だから、迂回したり逃げ回ったりする必要がなかったので、今みたいに木々の狭い空間をすり抜けて歩くことはありませんでした。
自分で思っていたよりも私には経験が足りなかったようです。
「これって、イリーも歩くのが大変だから、感知魔法みたいのが使えるといいんだけどね。何かないかいい方法がないか考えてるんだけどイリーはあとどんな魔法が使えるの?」
ダニエルさんが私を心配をして、隣に来て小さな声で話しかけてきました。他の方法を探してくれているみたいですね。ちなみに、さっきオルガさんが使っていた網は、いざっていうときに攻撃のタイミングが遅れるといけないので、今は出していません。
「防御壁と結界魔法以外で特殊なものでしたら、目隠し用のスモークと硬質化でしょうか」
私はダニエルさんの質問に、皆さんに遅れないように早足で歩きながら返事をしました。
「硬質化って何?」
「例えば布とか柔らかい素材のものに魔法を掛けると、魔力を送っている間は固くなるんです。あと、それを魔獣の身体にかけると一瞬だけ動きが鈍ります」
「動きを止められるなんてすごいね」
「自ら動くものについては一瞬です。魔法がすぐ解けてしまって、ずっと抑えていることはできませんから」
「そうなんだ。でも、それってローブとかの強化には使えそうだね」
「それが、服の場合は動きにくくなってしまうので、今みたいな状況では逆に危ないと思いますよ」
「安全面で言ったら。やっぱりその防御壁が一番確実なんだね……」
結局、いきなり後ろから飛びつかれるよりはましなので、私はそのまま歩き続けることになりました。
メルンローゼ様の道案内のもと、行く手にいる魔獣を倒しながら私たちは進んでいたのですが、オルガさんとジルさんが再び足を止めます。
何があったのか聞こうとすると、ジル様が『しっ』と口に人差し指を当て皆にジェスチャー。
「銀狼と黒紋虎がいるのよ」
その後、すごく小さな声でメルンローゼ様がそっと教えてくれました。
どちらも狡猾な肉食獣です。
魔獣の中でも頂点に君臨するほどの強敵で、動きが早くて、まず魔法を当てること自体が困難な上に、通常攻撃では一、二発当たったところでびくともしないそうです。

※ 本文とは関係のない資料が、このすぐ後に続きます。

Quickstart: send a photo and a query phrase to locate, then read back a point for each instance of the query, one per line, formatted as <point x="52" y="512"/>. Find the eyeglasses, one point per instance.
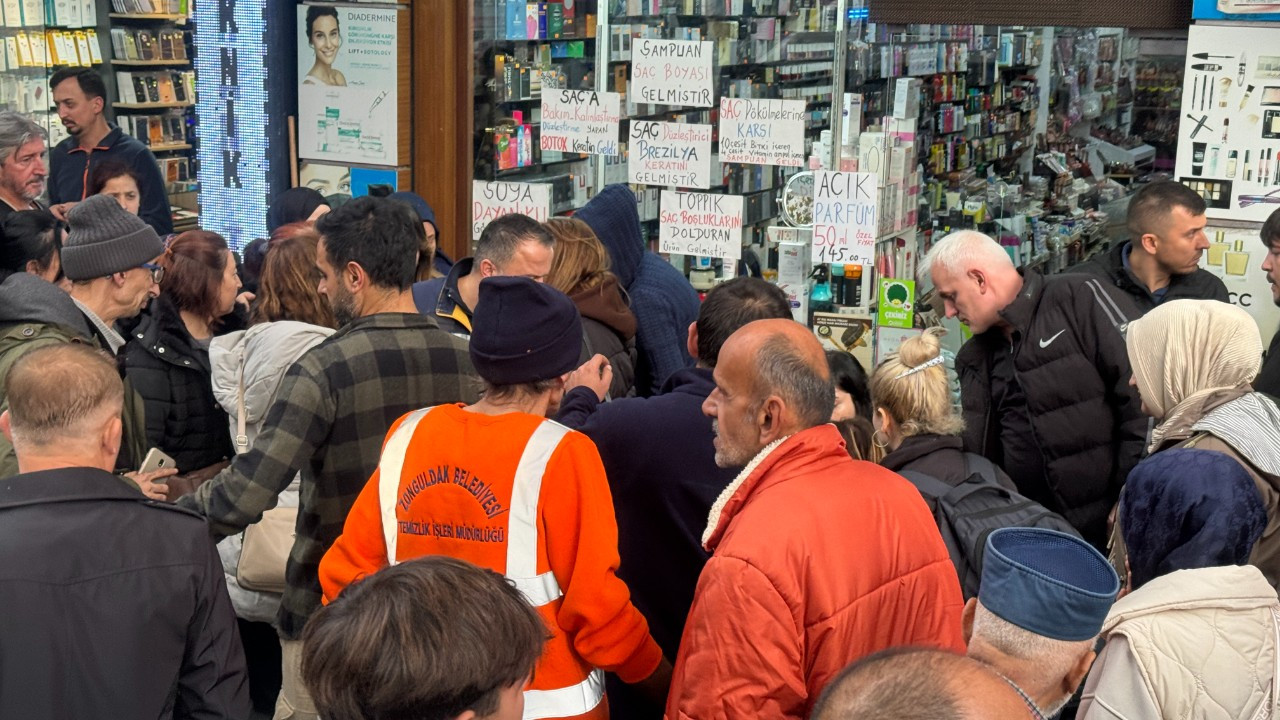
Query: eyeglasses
<point x="156" y="272"/>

このメンバーではジルさんが得意な炎魔法を全力で使用するしか手だてがないように思います。オルガさんの攻撃も急所を狙えれば有効だとは思いますが、瞬殺とはいかないので、凶暴な魔物を数頭相手にするとなるとかなり厳しいのではないでしょうか。
オルガさんが逆側へ逃げるとジェスチャーで伝えてきました。
確かに、銀狼と黒紋虎がにらみ合っているうちに逃げるのが最善ですよね。